Out-Law News | 08 Apr 2014 | 11:23 am | 1 min. read
The plan should also list the price of shares, the yield and stock buy-back terms, reports the Chinese state press agency Xinhua. And companies must issue a prospectus highlighting risk factors, describing the purpose of the share issue and summarising board directors' opinions on the issue.
Information relating to the share issue should also be published on newly designated websites, according to the newspaper, to "help investors make informed decisions" according to Xinhua.
The CSRC has issued rules relating to information disclosure for preferred shares as the latest step in a pilot announced by the Chinese government last month, which will allow some Chinese companies to issue this type of share. Preferred shares entitle the holder to a fixed-rate dividend which is paid to them before any dividend is distributed to holders of ordinary shares. Holders of preferred stock also rank higher than ordinary shareholders in receiving proceeds from the liquidation of assets, should a company be wound up.
China is trialling the introduction of preferred shares in the belief the development will open up additional financing channels for Chinese companies and offer more investment instruments for investors with the creation of a multi-level capital market, the state news agencies report. The move is a further step in the Chinese government's stated intention to create a more mixed economy in the republic.
"The trial of preferred shares is a great innovation in the Chinese capital market and plays an important role in deepening reform," said CSRC spokesperson Zhang Xiaojun last month, as the rules governing which kind of companies will be allowed to issue preferred shares were announced.

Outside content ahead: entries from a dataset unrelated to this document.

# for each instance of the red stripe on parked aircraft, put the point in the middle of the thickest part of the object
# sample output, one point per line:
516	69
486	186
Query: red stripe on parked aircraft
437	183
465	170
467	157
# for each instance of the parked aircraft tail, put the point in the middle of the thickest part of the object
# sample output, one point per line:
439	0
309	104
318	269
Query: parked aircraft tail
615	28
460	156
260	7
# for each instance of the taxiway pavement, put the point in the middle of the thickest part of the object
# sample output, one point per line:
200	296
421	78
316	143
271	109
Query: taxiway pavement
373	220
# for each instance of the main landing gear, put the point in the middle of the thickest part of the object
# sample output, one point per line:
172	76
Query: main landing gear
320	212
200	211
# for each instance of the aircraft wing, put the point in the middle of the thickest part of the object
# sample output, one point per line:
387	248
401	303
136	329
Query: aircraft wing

Under the CSRC rules, three types of listed companies can publicly issue preferred shares, China Daily reported last month. These are Shanghai Stock Exchange 50 index members, which are the largest companies in terms of market capitalization; companies which are planning to acquire other listed companies by issuing preferred shares for payment; and companies which want to buy back common stock and which plan to decrease their registered capital by issuing preferred shares as payment.